Live queries may use read-only edge APIs alongside static snapshots and source citations for auditability.

Does language switching change the current page?

The path outside the locale prefix is preserved (e.g., /zh/models/ ↔ /en/models/) for side-by-side reading.

Untranslated long-form sections may temporarily mirror English or another default—incremental localization.

How to read composite scores?

Composites aggregate metrics after normalization and weighting—useful for overview, inadequate alone for weak-task analysis. Production deployments should publish per-task scores or sub-ranks where applicable.

When mixing public benchmarks, declare versions and missing-cell handling.

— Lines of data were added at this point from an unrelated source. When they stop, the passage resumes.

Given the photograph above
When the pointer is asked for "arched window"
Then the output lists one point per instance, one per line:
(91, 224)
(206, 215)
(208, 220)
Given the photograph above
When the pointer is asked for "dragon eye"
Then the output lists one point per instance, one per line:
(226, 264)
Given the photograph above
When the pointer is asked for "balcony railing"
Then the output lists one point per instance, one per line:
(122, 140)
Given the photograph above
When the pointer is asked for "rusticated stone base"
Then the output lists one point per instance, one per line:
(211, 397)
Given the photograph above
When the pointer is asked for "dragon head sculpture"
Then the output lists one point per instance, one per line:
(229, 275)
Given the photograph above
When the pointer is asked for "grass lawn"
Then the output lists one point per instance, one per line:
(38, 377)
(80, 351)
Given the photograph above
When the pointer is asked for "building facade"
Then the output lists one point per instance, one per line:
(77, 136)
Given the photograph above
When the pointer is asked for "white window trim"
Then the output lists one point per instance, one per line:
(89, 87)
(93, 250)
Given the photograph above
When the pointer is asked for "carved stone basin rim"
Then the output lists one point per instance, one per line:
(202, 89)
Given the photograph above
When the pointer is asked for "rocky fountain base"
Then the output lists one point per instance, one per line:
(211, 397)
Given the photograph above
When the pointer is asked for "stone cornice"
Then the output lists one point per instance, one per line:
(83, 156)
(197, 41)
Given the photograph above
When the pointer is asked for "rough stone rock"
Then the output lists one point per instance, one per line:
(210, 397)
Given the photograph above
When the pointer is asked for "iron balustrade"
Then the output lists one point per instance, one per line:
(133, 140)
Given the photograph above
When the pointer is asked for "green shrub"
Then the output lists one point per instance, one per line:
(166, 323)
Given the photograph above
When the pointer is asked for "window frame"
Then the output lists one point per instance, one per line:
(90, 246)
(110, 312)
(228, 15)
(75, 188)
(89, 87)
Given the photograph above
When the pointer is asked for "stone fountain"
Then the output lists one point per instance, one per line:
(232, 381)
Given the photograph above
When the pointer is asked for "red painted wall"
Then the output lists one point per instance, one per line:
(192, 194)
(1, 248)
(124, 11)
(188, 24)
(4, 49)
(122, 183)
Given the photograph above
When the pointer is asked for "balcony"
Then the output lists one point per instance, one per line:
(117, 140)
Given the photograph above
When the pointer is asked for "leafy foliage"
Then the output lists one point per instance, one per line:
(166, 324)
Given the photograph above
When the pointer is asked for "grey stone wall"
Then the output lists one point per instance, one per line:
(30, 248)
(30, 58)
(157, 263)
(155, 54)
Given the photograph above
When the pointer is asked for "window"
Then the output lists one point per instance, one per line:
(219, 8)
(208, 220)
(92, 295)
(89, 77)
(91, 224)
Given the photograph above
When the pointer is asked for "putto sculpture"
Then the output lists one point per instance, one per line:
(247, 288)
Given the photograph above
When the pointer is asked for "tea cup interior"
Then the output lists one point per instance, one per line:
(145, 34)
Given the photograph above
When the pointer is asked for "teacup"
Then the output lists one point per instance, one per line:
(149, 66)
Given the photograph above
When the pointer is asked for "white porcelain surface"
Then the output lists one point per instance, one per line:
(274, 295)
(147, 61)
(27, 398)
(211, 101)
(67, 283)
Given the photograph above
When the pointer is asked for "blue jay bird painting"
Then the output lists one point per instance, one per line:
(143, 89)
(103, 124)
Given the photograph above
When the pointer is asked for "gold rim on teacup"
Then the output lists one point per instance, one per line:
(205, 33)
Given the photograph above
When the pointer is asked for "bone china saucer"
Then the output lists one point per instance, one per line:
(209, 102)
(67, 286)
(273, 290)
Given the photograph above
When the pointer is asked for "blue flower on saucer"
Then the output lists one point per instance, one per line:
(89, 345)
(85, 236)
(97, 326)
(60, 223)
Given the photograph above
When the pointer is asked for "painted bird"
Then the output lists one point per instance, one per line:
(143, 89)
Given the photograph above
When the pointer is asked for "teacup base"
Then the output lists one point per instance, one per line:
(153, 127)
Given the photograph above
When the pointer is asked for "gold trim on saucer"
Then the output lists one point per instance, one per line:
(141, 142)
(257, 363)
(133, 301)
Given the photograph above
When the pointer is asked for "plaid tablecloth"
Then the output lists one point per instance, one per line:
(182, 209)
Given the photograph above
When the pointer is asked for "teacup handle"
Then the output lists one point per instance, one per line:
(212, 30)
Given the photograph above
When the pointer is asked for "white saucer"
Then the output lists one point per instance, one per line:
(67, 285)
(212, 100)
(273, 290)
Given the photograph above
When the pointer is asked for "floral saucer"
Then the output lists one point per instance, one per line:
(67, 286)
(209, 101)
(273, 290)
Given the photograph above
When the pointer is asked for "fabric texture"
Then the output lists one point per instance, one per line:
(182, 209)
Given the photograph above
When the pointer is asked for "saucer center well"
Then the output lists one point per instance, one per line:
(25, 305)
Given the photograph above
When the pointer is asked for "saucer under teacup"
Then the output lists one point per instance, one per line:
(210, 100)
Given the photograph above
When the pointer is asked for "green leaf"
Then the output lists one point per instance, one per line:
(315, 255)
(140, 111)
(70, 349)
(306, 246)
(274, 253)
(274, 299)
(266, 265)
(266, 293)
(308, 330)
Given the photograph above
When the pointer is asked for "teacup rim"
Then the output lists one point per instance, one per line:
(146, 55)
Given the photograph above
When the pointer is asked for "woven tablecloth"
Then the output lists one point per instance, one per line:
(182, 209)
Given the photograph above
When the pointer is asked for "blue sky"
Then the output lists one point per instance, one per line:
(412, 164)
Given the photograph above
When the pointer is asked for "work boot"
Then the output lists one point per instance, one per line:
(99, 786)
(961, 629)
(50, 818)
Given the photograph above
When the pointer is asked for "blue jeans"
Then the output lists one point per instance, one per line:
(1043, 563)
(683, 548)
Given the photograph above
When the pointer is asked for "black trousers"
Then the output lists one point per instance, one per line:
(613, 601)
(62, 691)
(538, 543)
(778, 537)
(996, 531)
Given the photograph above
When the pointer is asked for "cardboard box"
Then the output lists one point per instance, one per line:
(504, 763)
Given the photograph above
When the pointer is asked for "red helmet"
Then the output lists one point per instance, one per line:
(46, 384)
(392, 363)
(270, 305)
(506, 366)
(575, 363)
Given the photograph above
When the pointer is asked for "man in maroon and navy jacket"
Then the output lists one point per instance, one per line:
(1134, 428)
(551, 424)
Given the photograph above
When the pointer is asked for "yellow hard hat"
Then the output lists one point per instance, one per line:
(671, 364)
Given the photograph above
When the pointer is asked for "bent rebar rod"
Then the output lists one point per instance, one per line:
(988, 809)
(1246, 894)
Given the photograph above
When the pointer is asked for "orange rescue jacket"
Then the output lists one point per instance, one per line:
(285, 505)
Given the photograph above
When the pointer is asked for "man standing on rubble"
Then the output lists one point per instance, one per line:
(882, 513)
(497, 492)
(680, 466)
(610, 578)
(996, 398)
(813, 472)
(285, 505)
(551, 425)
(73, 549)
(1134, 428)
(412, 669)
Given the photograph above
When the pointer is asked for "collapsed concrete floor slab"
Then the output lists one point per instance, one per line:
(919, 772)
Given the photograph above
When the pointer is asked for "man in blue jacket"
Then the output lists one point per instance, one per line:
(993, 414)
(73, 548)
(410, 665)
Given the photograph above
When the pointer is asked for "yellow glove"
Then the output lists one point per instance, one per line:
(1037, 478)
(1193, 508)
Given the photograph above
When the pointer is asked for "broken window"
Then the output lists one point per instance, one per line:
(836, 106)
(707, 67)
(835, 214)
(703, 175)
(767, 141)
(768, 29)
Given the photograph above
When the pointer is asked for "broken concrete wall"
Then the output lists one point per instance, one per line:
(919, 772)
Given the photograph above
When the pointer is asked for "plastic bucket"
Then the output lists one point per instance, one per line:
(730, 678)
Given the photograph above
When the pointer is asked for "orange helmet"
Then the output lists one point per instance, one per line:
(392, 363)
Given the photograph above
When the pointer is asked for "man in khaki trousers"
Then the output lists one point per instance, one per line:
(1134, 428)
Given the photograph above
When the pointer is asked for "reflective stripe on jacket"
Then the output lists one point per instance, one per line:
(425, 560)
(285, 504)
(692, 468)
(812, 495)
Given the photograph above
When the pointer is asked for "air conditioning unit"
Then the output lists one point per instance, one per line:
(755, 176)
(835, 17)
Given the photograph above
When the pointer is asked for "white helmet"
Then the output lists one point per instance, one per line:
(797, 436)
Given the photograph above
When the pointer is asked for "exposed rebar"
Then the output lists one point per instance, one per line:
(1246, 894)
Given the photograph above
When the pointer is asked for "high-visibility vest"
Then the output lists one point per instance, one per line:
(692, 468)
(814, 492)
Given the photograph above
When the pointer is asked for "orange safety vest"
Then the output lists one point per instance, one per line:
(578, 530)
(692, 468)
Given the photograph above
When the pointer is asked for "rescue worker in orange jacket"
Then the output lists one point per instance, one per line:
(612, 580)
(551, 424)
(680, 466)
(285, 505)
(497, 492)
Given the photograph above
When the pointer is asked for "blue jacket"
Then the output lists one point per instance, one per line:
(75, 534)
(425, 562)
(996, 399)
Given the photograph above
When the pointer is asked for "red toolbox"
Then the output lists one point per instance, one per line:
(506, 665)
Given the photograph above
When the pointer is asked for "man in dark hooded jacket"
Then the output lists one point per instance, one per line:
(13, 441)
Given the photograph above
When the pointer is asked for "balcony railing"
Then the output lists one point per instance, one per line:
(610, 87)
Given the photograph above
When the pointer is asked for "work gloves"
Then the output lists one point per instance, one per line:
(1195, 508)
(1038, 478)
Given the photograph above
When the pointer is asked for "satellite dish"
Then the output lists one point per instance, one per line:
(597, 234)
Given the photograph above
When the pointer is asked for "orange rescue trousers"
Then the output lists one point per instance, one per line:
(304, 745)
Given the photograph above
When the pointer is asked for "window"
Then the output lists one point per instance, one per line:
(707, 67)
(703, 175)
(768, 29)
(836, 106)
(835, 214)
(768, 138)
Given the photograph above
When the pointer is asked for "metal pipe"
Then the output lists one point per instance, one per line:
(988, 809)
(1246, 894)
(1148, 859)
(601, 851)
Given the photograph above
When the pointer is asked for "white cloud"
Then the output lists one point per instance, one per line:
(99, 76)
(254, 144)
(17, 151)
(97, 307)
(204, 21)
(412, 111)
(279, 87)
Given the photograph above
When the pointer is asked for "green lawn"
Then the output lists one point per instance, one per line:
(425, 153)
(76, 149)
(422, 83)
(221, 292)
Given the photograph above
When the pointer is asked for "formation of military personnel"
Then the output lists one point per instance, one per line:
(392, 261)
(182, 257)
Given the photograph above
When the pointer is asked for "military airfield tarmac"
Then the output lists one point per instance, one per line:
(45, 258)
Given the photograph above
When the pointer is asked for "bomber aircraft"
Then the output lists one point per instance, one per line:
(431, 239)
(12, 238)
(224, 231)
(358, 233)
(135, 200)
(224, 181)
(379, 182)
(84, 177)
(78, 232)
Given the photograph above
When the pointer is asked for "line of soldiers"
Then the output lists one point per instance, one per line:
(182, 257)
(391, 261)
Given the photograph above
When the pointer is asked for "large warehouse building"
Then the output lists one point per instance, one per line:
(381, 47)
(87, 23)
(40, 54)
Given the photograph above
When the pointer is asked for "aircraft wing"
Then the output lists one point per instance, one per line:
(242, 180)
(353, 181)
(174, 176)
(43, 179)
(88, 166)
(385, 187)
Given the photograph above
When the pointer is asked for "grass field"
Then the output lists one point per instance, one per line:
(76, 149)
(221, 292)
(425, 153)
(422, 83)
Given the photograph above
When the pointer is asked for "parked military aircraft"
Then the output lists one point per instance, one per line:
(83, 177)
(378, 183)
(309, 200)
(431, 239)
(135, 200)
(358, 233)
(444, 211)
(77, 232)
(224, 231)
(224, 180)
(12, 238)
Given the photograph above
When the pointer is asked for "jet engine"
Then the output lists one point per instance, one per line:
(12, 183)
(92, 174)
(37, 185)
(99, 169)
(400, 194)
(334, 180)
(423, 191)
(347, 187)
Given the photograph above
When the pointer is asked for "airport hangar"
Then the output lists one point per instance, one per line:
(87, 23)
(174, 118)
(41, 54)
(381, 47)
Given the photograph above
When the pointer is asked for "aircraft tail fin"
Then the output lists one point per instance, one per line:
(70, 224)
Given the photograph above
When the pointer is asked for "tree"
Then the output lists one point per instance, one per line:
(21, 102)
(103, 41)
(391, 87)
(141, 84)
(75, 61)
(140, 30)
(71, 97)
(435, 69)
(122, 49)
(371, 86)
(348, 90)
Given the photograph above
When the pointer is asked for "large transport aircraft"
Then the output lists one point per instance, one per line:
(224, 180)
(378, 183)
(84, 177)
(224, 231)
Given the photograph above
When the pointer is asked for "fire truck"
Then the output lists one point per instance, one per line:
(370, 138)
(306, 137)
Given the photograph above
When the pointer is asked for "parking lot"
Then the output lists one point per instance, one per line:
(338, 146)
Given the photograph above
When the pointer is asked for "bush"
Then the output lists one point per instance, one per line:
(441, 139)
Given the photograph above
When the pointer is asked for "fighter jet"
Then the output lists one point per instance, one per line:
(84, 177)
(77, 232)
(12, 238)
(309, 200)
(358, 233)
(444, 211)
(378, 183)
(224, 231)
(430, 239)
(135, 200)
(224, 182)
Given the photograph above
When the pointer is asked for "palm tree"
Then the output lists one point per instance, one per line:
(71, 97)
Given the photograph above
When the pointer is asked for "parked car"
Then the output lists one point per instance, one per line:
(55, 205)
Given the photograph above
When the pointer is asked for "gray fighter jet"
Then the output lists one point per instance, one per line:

How do GitHub trends relate to model leaderboards?

Model and agent boards emphasize capability or task success; GitHub trends emphasize OSS activity—they are complementary.

High star counts do not imply state-of-the-art capability; closed-source or off-GitHub work is excluded from trend statistics.

How to connect an internal eval pipeline?

Typical flow: run evaluators in CI, emit JSON under data/rankings or build artifacts, trigger Astro build, deploy static output.

Object-storage snapshots require URLs and checksums on the Sources page.

Are outbound links safe?

External links open in a new tab with noopener/noreferrer. Trustworthiness and privacy policies of destination sites are the visitor’s responsibility.

May these tables be embedded or republished?

Upstream data and code licenses apply; republish with Methodology and Sources links and the data date. Mark demo data as sample-only.